Les États-Unis de la paralysie

À force de saper nos liens sociaux, l’État dominé par les entreprises glisse à la longue inexorablement vers l’autoritarisme

La paralysie politique est en train d’étouffer ce qui reste de notre anémique démocratie.
Cette paralysie, c’est l’inertie face aux oligarques des hautes sphères, qui ont fait croître leur fortune de près d’un tiers depuis le début de la pandémie et de près de 90 % au cours de la dernière décennie, ce qui ne les empêche pas d’orchestrer des boycotts fiscaux virtuels alors que des millions d’Américains se déclarent en faillite personnelle faute de pouvoir régler leurs factures médicales, versements de prêts immobiliers et automobiles, dettes de cartes de crédit, remboursements de prêts étudiants et factures galopantes de services publics, qui sont monnaie courante dans un système qui a privatisé presque tous les aspects de notre vie.

Tiré de Canadian Dimension

Mercredi 26 avril 2023 / Par Chris Hedges
traduit par Johan Wallengren

Cette paralysie consiste à ne rien faire pour hausser le salaire minimum, malgré les ravages de l’inflation, les quelque 600 000 citoyens sans-abri et les 33,8 millions de personnes vivant dans des foyers en situation d’insécurité alimentaire, dont 9,3 millions d’enfants.

Cette paralysie signifie ignorer la crise climatique, la plus grande menace existentielle à laquelle nous ayons à faire face, pour développer l’extraction des combustibles fossiles.

Cette paralysie s’accompagne d’un afflux de centaines de milliards de dollars vers l’économie de guerre permanente, aux dépens de la réparation des routes, des voies ferrées, des ponts, des écoles, du réseau électrique et du système d’approvisionnement en eau du pays, autant d’infrastructures qui périclitent.

Cette paralysie se traduit par le refus d’instaurer un système de santé universel et de réglementer l’industrie pharmaceutique et le secteur des assurances, mus par le profit, en vue d’un redressement du pire système de santé de tous les pays hautement industrialisés, caractérisé par une espérance de vie en recul et le fait que plus d’Américains meurent de causes évitables que dans les pays comparables. Rien qu’aux États-Unis, plus de 80 % des décès maternels sont évitables, selon les CDC (Centers for Disease Control and Prevention) [Ndt : la principale agence fédérale des États-Unis en matière de protection de la santé publique].

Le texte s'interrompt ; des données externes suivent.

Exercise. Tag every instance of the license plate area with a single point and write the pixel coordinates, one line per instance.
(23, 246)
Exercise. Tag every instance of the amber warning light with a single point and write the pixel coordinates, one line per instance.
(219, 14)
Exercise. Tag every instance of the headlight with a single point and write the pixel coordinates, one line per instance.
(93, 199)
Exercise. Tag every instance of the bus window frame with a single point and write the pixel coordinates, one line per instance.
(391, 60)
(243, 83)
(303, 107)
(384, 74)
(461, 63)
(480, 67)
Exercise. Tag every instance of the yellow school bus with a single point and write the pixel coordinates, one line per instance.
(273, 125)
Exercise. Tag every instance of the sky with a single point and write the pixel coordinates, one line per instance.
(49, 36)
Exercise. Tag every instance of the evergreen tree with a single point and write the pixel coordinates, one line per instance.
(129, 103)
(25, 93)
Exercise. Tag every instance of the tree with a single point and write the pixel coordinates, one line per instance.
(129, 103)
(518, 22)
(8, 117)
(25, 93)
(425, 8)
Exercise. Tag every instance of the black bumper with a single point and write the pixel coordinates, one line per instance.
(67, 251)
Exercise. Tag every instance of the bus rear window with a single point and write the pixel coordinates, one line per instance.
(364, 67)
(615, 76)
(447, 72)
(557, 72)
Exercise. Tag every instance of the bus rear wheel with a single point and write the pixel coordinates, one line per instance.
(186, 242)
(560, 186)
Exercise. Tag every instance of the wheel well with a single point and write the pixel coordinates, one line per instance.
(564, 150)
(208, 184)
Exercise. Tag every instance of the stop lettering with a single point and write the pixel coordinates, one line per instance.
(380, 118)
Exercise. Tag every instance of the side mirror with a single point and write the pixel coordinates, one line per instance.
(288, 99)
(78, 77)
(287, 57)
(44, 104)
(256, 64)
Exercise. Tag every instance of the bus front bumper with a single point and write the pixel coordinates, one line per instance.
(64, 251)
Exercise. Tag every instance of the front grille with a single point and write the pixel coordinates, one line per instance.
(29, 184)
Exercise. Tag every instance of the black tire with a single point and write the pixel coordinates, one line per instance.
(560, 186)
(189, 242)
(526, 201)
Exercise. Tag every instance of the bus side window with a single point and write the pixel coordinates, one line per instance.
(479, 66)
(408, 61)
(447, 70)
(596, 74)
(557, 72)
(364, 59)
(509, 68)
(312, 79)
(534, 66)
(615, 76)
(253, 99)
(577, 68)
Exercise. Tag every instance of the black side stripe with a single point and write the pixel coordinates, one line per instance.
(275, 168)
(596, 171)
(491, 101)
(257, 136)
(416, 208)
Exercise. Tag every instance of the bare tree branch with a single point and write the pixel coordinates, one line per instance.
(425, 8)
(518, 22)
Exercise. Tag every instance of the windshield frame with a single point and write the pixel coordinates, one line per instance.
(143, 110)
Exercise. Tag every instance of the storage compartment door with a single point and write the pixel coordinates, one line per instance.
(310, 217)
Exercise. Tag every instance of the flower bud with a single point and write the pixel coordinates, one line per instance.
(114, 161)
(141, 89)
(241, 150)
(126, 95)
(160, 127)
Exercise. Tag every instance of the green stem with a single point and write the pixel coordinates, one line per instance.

Cette paralysie se voit dans l’absence de volonté pour ce qui est d’endiguer les violences policières, de démanteler le plus important système carcéral au monde, de mettre fin à la surveillance gouvernementale généralisée de la population et de réformer un système judiciaire dysfonctionnel au point que presque tout le monde – à moins d’avoir les moyens de s’offrir les services d’avocats hors de prix – se fait soutirer un aveu de culpabilité onéreux faute d’avoir les moyens de plaider sa cause devant un tribunal [Ndt : mécanisme du plea bargaining, en anglais].

Cette paralysie fait de nous des spectateurs impuissants face à nos concitoyens qui manient des arsenaux d’armes d’assaut pour se massacrer les uns les autres au motif qu’on a traversé leur cour, qu’on s’est stationné dans leur allée, qu’on a sonné à leur porte ou qu’on les a contrariés au travail ou à l’école, quand ils ne sont pas si aliénés et amers d’avoir été laissés pour compte qu’ils vont jusqu’à abattre des groupes d’innocents dans des actes d’auto-immolation meurtrière.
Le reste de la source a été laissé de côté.